Langkah ini menunjukkan pemerintah tidak hanya bertumpu pada mekanisme perdagangan biasa. Opsi barter dinilai bisa menjadi jalan keluar ketika tekanan nilai tukar membuat transaksi dalam mata uang tertentu menjadi kurang nyaman bagi pelaku usaha.

Harga pangan masih dipantau ketat

Selain membahas ekspor, Budi juga menanggapi kekhawatiran bahwa pelemahan rupiah bisa mendorong harga bahan pokok naik. Ia memastikan harga-harga pangan masih stabil berdasarkan pemantauan di SP2KP atau Sistem Pemantauan Pasar dan Kebutuhan Pokok.

“Stok bahan pokok normal. Bahkan telur saja surplus,” kata Budi. Ia menambahkan harga telur justru berada di bawah HET, sehingga diperlukan penyerapan yang lebih baik agar pasokan dan permintaan tetap seimbang.

Pernyataan itu penting karena tekanan kurs sering memicu kekhawatiran lanjutan pada inflasi pangan. Namun, menurut Budi, situasi saat ini masih relatif aman dari sisi pasokan.

Pemerintah juga menilai yang perlu dijaga adalah pengaturan suplai dan permintaan agar stabilitas harga tetap terpelihara di tengah dinamika nilai tukar rupiah.
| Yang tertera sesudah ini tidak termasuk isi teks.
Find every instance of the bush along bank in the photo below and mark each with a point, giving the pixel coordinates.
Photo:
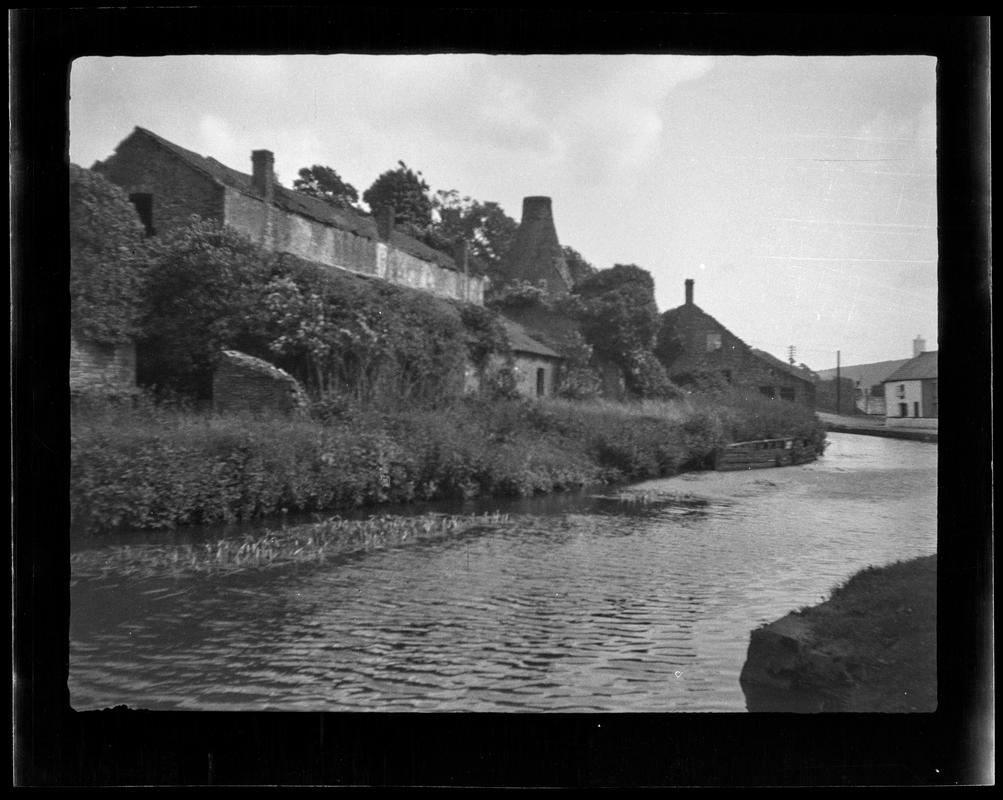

Dengan stok yang dinilai normal dan beberapa komoditas masih surplus, perhatian utama saat ini bergeser pada bagaimana pasar menyerap pasokan secara lebih efisien.

Di sisi lain, pelemahan rupiah tetap menjadi sinyal bahwa daya saing ekspor harus dimanfaatkan secepat mungkin. Pemerintah menempatkan penguatan perdagangan luar negeri sebagai langkah utama, sambil membuka ruang bagi skema transaksi alternatif dan menjaga stabilitas pangan di pasar domestik.